慈しみあわれむ親様

五月は母の日をお祝いします。「母親」と言うと、ある人は生みの母を思い浮かべるでしょうが、ある人は生みの母ではなく、自分に優しくしてくれた方を思い浮かべるでしょう。一人の御門徒さんはご自身の生みの母の近くにはお住まいではないものの、「お寺の婦人会にお母さんがたくさんいます。」と、よくおっしゃっていました。そして、婦人会の方に何か注意された時には、「はい、お母さん、分かりました!」と返事し、何か手伝ってもらった時には、「お母さん、ありがとうございます!」と言っていました。彼女の言う「お母さん」という存在は、生みの親ではなく、自分のことを思ってくれる存在を意味しています。

親様という存在は生まれの父母に限りません。五月は宗祖親鸞聖人生誕の日を祝う「降誕会」をお勤めします。親鸞聖人は九歳の時に青蓮院にて出家し、20年間、修行の生活をなされました。親鸞聖人は幼い時に親の下を離れたものの、聖人の心には「親様」という存在は大きかったようです。そのことについて、『親鸞聖人御消息』に次の言葉があります。

善導大師の 「般舟讃」 という書物を拝見しますと、「釈尊と阿弥陀仏は、 わたしたちを慈しみあわれむ父・母であり、 さまざまな手だてによって、 この上ない信心を開きおこしてくださるのである」 と示されており、 真実の信心が定まるのは、 釈尊と阿弥陀仏のはたらきによることが明らかです。

(『浄土真宗聖典 親鸞聖人御消息 現代語版』95頁)

釈尊と阿弥陀仏のように、わたしたちを慈しみあわれむ親様は生まれの父・母に限りません。阿弥陀仏は常に私たちを救うために働きかけている存在であるため、親様と呼ばれます。この親様は形や性別にとらわれるものでもありません。

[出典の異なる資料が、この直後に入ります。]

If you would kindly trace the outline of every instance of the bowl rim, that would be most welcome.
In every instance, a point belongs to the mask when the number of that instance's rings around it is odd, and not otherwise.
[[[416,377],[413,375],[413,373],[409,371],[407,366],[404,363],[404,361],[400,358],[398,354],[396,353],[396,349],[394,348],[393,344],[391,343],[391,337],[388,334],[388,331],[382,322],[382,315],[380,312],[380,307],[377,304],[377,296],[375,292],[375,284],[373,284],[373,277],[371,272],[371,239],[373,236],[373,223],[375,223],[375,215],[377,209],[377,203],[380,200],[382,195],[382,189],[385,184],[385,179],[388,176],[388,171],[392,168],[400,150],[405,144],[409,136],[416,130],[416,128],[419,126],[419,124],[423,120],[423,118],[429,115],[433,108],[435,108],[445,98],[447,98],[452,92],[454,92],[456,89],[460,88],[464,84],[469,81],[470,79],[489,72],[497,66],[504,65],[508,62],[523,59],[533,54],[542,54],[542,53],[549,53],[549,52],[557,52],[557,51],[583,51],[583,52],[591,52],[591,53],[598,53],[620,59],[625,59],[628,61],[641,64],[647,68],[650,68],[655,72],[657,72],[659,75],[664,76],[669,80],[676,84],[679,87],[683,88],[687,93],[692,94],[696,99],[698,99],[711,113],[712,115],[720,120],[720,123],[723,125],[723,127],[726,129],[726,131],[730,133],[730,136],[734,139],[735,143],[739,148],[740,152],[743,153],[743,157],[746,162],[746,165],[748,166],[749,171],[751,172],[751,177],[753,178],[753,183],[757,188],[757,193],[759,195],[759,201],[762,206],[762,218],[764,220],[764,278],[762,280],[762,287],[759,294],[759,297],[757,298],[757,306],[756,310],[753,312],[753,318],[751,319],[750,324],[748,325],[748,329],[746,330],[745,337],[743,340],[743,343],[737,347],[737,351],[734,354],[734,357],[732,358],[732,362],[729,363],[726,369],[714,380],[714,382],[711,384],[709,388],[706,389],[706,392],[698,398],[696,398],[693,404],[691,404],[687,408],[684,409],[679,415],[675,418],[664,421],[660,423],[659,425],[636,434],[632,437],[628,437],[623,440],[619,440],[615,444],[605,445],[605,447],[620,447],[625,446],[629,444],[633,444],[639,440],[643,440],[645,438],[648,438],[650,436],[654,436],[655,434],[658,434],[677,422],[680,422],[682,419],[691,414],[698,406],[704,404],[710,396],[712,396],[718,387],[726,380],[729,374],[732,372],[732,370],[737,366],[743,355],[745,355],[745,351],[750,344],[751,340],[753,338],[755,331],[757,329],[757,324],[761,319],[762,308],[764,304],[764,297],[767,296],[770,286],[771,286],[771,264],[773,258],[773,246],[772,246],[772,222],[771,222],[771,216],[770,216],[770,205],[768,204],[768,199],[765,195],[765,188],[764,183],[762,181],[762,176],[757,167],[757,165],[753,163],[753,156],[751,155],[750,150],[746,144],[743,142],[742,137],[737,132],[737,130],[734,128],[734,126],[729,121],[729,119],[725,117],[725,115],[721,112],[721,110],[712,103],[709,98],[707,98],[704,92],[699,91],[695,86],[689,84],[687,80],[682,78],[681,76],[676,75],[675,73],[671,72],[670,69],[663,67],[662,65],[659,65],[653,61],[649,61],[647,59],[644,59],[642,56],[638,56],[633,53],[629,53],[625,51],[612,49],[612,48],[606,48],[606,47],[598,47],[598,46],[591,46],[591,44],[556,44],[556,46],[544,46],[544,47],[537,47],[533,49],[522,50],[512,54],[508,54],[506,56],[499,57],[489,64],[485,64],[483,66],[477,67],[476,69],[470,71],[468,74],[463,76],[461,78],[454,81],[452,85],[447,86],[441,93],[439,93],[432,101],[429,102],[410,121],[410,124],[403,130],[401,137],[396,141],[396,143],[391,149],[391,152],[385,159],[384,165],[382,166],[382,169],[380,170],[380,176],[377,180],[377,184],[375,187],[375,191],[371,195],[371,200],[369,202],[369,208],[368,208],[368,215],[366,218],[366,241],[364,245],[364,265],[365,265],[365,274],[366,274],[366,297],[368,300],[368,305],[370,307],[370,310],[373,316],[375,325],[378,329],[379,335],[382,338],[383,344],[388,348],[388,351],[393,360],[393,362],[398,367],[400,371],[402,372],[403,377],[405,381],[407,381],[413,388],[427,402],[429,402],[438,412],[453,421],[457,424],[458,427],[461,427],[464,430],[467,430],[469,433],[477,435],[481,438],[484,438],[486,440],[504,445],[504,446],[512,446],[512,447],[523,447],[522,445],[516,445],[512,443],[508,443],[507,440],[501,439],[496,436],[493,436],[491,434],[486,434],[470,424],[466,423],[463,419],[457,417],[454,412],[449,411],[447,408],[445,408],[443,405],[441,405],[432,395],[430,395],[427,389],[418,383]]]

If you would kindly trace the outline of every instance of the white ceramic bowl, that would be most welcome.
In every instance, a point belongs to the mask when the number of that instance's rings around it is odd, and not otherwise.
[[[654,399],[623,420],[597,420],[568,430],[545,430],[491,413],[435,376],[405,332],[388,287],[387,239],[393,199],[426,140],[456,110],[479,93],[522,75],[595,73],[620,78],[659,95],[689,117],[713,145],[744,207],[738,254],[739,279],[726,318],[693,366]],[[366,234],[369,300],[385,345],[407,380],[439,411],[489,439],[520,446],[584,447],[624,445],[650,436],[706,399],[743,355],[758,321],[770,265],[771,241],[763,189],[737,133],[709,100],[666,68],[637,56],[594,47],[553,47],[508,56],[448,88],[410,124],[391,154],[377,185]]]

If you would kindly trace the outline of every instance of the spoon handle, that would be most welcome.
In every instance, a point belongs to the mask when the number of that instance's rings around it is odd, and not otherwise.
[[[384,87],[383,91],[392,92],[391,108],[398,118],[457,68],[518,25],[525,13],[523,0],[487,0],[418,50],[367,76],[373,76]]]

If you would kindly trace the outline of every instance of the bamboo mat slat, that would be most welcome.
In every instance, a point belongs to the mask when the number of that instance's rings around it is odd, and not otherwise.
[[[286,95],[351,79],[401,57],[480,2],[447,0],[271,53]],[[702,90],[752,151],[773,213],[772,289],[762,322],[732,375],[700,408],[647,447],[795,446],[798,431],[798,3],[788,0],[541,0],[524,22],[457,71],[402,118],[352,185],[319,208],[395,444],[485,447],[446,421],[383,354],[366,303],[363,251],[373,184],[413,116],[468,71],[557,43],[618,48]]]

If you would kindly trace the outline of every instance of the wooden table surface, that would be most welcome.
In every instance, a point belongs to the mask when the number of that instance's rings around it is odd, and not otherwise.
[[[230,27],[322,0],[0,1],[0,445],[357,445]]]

慈しみあわれむ親様のありがたさについて、信心深い方々を紹介する本『信者めぐり』の中に、おそのという信女についての次のエピソードがあります。ある時、おそのは本願寺にお参りに行き、茶所に腰をかけ、そこで仏様の教えのことで盛り上がりました。その時、一人のお坊さんがおそのの背中をポンとたたいて、「ここはどこぞとおもうや、御本山の前じゃないか、ウカウカしゃべるな、無常の風は後より来るぞ」、と大きい声で注意しましたところ、おそのは後ろを向きながら、「親様に御油断があろうかなあ」と答えました。

私の心は集中力に限りがあり、欲や嫌悪に直ぐに惑わされてしまいがちです。私がどれだけ周りのニーズに気がついているかを振り返ってみると、それは実際以上に少なく、これはどれだけ周りのニーズよりも自分のことを優先して考えているかを示します。しかし、阿弥陀仏の心は常に平穏で、常に衆生を思っておられます。私が周りのニーズに気を配ることに油断したとしても、阿弥陀仏の衆生への親心は油断することはありません。

私たちを思い続けてくれる親様は生みの親かもしれないし、婦人会の仲間であるかもしれません。阿弥陀仏は「無量寿仏」とも表され、いつまでも私たちが安心して暮らせるために働きかけてくれています。また阿弥陀仏は「無量光仏」ともいわれ、どこに行っても安心への道を照らしてくれます。阿弥陀仏という親様は油断することがありません。私たちはこの阿弥陀様の働きかけに対して「南無阿弥陀仏」を申してこの親様への感謝を表しましょう。